Lecąc wciąż „bawię się gazem”. Nie mam doświadczenia w trzymaniu manetki w lewej ręce. Wg wskazań wario próbuję utrzymać lot poziomy. Powietrze jest dość niestabilne ale Reaction daje radę. Przynajmniej o skrzydło nie muszę się martwić. Odejmuję gazu i… oops – nie słyszę silnika! Zgasł? Odwracam się i patrzę, czy kręci się śmigło. Ten napęd naprawdę jest cichy! Lecąc słyszę pikanie waria. Kolega na ziemi twierdził, że słyszał moją mowę nie tylko w radiu ale tez moją mowę w powietrzu 🙂
Po dodaniu gazu sprzęgło ma opóźnienie rzędu (max) sekunda. Trzeba się do tego przyzwyczaić. Niekoniecznie wysoko, ale latając nad ziemią warto wziąć na to poprawkę. Moc napędu jest wystarczająca na samostatka i pilota jak ja – 87kg a i tak jest stałe wznoszenie 1,5-1,7m/s.
Muszę przyznać, że wypory zrobiły na mnie piorunujące wrażenie. W zasadzie to dopiero teraz mój Reaction stał się… skrzydłem sportowym. Wypory umożliwiają pochylanie się w napędzie. Dodatkowo czuć co się dzieje ze skrzydłem – bardziej buja. Latając na wagach, żeby wejść w spiralę musiałem zaciągnąć sterówkę pod tyłek i czekać. W przypadku wypór mam możliwość pochylania się – choć w ograniczonym zakresie. I tutaj niespodzianka. Noga na nogę, sterówka do połowy i zaczynam wkręcać się w ostrą spiralę, którą szybko przerywam, bo jestem zaskoczony dynamiką skrzydła. Poza tym to mój pierwszy lot na tym sprzęcie – nie szaleję. Wiem, że Powiecie: „ameryki o wyporach nie odkryłeś”, ale na wyporach w mojej karierze wykonałem tylko kilka lotów z napędem MZ250 do tego x lat temu. Potem latałem tylko na wagach.
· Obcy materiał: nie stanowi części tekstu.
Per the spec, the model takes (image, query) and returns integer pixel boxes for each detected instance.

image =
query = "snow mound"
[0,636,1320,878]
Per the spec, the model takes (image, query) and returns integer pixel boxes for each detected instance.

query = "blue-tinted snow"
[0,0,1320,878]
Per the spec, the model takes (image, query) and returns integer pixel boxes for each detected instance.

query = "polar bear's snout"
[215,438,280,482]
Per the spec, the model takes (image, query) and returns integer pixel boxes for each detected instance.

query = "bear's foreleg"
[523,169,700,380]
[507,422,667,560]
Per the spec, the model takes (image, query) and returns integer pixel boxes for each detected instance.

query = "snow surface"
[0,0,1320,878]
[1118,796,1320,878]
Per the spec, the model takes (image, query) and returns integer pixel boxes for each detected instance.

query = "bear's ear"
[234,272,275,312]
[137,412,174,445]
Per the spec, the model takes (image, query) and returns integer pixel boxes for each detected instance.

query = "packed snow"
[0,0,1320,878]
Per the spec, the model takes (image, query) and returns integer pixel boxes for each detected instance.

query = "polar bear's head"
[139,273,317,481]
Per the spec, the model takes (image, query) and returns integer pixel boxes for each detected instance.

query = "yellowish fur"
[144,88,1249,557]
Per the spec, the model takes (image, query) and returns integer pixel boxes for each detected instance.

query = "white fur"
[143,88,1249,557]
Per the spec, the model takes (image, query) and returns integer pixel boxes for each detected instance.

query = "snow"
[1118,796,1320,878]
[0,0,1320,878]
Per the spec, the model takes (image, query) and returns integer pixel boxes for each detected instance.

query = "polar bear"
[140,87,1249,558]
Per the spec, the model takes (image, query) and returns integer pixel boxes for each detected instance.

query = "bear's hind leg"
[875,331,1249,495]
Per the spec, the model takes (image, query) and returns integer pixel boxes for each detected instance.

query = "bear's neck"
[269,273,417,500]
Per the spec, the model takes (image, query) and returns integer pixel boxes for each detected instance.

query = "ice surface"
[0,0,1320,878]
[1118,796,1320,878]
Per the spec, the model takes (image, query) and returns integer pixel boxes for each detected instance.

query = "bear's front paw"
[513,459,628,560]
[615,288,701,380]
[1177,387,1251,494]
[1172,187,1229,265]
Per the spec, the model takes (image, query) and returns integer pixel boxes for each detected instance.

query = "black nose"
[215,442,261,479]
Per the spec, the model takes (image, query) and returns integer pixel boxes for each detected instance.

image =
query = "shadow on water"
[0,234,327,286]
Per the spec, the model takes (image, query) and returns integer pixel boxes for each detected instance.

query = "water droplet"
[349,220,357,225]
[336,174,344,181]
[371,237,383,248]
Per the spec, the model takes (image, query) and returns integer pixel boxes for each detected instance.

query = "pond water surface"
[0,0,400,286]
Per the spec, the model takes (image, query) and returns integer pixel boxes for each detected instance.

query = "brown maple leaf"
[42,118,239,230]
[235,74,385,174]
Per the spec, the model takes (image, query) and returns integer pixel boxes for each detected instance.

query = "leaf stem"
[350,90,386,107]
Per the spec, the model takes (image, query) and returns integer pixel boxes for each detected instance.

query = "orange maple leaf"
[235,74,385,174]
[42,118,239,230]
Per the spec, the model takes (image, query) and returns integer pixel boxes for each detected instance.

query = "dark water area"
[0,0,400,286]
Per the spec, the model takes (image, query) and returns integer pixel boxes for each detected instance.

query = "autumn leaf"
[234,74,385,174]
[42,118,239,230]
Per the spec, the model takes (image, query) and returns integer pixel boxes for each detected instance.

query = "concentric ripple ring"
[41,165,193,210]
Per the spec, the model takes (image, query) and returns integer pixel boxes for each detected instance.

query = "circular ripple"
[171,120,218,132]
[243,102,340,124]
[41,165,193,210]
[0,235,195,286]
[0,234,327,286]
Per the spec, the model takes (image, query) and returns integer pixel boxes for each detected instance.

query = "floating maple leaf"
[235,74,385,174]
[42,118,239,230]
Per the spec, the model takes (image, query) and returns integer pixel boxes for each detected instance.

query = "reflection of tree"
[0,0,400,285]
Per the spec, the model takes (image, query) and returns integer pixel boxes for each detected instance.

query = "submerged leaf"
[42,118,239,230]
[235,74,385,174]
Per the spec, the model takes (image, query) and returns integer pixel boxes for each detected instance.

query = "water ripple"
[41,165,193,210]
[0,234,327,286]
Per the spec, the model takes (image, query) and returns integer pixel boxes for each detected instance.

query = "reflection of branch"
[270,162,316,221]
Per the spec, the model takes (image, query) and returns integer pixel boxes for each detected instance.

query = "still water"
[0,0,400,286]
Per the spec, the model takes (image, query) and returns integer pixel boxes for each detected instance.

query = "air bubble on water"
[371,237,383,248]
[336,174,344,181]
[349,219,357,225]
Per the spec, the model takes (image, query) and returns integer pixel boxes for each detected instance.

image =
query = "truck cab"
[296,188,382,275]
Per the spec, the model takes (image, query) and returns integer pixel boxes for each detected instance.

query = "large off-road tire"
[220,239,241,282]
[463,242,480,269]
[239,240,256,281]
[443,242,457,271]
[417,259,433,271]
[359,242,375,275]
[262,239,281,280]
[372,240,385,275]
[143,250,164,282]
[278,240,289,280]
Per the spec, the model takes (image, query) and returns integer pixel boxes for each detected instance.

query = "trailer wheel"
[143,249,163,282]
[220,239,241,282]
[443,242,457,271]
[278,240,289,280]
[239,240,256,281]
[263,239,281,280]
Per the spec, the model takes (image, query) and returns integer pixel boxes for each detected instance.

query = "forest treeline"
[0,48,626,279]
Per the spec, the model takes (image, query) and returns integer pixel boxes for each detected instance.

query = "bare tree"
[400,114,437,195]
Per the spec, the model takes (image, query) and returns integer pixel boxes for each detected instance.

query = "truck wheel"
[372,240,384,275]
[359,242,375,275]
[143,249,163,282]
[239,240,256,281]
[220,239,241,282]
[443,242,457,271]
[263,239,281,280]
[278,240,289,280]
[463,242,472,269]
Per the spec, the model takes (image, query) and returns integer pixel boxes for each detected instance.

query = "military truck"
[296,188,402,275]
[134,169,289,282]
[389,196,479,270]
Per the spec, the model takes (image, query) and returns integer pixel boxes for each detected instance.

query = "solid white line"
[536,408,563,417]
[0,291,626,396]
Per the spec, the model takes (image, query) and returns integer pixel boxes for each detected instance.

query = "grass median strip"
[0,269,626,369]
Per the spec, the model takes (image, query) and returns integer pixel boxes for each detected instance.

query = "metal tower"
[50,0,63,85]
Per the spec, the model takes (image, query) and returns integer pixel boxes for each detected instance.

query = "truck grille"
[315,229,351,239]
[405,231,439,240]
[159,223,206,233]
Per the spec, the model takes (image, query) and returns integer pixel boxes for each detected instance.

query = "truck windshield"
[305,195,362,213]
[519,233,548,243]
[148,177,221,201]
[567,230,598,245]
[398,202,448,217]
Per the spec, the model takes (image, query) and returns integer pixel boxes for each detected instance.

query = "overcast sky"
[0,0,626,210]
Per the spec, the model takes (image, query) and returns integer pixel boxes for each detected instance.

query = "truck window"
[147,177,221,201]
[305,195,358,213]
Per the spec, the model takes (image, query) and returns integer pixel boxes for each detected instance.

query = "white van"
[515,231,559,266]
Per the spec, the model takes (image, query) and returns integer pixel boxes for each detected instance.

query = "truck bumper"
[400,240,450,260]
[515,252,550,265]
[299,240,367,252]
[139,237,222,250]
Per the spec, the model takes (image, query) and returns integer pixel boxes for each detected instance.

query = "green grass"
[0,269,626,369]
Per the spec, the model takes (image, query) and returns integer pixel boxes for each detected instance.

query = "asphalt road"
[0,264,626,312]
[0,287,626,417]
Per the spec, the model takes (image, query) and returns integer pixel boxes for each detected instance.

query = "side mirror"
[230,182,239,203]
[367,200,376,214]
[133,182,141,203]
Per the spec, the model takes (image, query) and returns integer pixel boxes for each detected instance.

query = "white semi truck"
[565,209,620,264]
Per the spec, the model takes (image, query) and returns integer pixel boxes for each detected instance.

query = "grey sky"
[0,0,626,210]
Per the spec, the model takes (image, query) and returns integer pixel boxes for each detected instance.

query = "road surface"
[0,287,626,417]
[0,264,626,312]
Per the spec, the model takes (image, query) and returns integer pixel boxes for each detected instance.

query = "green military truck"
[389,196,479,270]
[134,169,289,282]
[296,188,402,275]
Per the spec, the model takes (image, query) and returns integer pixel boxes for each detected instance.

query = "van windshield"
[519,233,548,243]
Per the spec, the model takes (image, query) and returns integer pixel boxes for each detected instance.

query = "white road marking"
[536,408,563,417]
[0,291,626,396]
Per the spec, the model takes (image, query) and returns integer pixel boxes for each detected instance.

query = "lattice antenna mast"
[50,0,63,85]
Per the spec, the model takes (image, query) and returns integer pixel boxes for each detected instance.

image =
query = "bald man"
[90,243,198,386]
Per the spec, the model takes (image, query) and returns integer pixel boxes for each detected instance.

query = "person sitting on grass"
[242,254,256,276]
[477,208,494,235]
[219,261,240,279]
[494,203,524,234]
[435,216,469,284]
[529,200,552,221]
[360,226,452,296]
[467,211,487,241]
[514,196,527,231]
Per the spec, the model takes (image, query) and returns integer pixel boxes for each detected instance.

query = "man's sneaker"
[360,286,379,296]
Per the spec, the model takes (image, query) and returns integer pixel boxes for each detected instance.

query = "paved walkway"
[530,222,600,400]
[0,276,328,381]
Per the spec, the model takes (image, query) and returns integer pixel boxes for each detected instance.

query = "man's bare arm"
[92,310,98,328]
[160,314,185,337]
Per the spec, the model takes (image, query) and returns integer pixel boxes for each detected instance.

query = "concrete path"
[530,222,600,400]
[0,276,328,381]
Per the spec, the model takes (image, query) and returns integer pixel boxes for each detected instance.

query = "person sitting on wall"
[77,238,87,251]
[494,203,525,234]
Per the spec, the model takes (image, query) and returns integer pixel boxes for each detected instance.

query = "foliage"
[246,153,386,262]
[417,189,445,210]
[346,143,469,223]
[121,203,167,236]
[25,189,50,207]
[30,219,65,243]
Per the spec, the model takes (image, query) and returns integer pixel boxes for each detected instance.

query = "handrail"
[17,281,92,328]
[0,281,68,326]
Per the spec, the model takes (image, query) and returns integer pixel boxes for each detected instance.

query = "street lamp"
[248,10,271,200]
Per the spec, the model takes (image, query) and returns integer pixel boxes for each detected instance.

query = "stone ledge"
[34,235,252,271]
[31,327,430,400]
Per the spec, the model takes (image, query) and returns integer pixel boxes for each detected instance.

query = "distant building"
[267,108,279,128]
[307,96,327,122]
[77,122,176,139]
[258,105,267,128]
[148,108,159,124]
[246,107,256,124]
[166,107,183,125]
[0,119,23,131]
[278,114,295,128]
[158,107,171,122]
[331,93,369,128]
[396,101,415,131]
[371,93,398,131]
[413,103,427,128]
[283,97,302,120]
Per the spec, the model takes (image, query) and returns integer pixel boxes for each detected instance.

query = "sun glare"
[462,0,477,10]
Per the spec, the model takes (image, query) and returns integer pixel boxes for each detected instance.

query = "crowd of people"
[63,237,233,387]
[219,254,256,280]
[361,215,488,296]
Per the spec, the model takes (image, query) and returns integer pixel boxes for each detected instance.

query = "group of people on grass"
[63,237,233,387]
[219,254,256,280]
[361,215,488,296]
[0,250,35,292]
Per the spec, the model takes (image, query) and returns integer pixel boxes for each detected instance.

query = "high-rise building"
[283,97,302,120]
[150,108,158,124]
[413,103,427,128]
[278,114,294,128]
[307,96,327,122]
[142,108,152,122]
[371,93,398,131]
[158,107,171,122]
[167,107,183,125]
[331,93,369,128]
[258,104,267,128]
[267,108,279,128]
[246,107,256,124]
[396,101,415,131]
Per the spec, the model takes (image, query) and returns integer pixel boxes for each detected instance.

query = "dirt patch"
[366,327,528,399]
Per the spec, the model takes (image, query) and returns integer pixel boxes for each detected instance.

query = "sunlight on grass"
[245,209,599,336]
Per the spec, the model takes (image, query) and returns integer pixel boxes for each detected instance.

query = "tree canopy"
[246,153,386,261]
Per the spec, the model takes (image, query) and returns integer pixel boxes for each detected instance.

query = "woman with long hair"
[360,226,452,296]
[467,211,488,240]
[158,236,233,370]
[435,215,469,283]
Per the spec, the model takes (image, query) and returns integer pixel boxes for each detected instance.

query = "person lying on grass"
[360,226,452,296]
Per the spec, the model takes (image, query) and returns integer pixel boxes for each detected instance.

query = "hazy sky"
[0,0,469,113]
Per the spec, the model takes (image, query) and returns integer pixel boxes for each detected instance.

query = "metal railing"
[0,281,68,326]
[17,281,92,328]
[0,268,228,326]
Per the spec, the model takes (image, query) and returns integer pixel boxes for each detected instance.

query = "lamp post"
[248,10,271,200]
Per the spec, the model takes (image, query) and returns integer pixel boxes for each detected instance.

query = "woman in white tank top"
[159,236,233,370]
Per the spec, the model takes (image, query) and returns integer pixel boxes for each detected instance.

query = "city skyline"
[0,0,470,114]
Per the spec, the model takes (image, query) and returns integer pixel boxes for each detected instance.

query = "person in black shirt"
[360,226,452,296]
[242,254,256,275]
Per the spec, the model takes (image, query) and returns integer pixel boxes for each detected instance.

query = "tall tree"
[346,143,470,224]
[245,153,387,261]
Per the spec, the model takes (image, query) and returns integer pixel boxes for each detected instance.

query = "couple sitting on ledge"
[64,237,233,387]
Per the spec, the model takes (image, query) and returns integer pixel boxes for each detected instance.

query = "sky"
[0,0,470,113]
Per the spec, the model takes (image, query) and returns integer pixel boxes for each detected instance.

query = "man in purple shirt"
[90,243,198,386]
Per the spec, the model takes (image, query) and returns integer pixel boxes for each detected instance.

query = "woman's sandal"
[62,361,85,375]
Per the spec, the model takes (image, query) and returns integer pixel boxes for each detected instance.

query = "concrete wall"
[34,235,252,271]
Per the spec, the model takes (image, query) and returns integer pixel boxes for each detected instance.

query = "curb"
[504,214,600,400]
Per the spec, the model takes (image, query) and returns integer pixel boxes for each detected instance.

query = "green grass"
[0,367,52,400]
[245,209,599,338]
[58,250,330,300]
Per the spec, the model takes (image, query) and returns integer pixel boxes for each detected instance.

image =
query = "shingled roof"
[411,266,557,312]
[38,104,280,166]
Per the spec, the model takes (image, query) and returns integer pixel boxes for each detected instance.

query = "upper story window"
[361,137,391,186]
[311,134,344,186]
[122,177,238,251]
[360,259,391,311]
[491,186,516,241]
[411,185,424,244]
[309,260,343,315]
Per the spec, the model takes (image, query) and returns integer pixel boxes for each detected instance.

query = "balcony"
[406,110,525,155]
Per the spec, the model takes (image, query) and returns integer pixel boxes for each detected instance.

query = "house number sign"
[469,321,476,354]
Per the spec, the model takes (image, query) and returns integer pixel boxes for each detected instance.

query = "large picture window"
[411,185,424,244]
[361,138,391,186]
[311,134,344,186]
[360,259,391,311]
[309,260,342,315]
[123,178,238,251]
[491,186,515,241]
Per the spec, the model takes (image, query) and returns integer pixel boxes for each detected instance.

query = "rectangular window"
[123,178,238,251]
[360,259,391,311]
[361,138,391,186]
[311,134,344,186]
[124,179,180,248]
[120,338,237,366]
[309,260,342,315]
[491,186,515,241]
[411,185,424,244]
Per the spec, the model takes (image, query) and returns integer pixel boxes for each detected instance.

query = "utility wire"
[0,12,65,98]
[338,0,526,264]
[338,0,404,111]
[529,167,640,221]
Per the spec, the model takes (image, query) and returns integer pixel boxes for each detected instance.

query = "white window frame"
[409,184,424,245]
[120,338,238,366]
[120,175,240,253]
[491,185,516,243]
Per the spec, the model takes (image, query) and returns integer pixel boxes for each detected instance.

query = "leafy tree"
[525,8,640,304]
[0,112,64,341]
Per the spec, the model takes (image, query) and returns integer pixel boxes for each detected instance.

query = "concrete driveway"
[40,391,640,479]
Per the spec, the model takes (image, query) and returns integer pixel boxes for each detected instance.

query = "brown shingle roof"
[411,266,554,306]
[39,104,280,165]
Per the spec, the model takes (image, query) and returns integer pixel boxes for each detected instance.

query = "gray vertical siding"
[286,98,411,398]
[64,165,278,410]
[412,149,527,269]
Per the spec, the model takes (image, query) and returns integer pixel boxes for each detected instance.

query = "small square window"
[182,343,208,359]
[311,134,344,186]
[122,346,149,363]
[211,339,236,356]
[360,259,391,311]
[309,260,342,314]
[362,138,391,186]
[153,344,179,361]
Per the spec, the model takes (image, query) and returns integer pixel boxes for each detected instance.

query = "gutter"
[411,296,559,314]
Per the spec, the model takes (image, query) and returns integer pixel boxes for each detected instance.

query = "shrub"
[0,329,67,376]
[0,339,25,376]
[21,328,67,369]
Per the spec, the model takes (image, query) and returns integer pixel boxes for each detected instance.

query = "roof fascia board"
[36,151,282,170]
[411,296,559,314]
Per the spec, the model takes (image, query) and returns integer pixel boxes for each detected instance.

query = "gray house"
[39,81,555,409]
W przypadku wag latanie jest spokojniejsze, przelotowe, nie czuć zachowania skrzydła (może to i lepiej) ale i skrzydło nie chce skręcać.
Zalety napędu:
- w miarę lekki,
- brak wibracji ale to chyba dzięki wyporom a nie silnikowi,
- duża moc,
- totalnie cichy,
- odpala „na tyk” nawet po kilkudziesięciu minutach postoju,
- fajny mocny kosz, choć podstawa dość toporna,
- wypory – to czego długo szukałem… po pierwszym locie jestem zachwycony
Wady napędu:
- nieliniowy przyrost mocy,
- szybkie obroty, do których trzeba się przyzwyczaić,
- wypory podcinają nogi przy starcie… trzeba do tego przywyknąć i za wcześnie nie siadać w uprząż,
- cena
Po pewnym czasie zaczynam przyzwyczajać się do manetki gazu i mocy napędu. Robię kilka niższych przelotów. Zaczynam przyzwyczajać się to tego sprzętu a nawet polubiłem latanie na nim! Po wylądowaniu kompletnie nie czuję zmęczenia pleców, które zdarzało mi się podczas latania na wagach. Było to spowodowane drganiami przenoszonymi na plecy, gdzie silnik „włazi” na plecy pilota. Tutaj tego efektu nie ma. I znów jest to zaleta wypór. Ogólnie polecam wszystkim latającym na wagach, aby popróbowali wypór – naprawdę warto. Mnie odradzano: „wypory podcinają nogi, nie czuć skrzydła, rogi przebiją ci żebra„. Takie mity słyszałem. A tu tak miła niespodzianka. Jeśli lubisz dynamiczną jazdę – wybierz wypory.
Niestety nie wiem nic na temat wytrzymałości napędu. Jako napęd wysokoobrotowy, z pewnością nie wytrzyma tyle, co Solówka. Pisałem do Waltera Wojciechowskiego, a ten zapewniał, że silniczki te, jeśli się o nie dba, wytrzymają setki godzin. Jak będzie w praktyce? Polatamy – zobaczymy.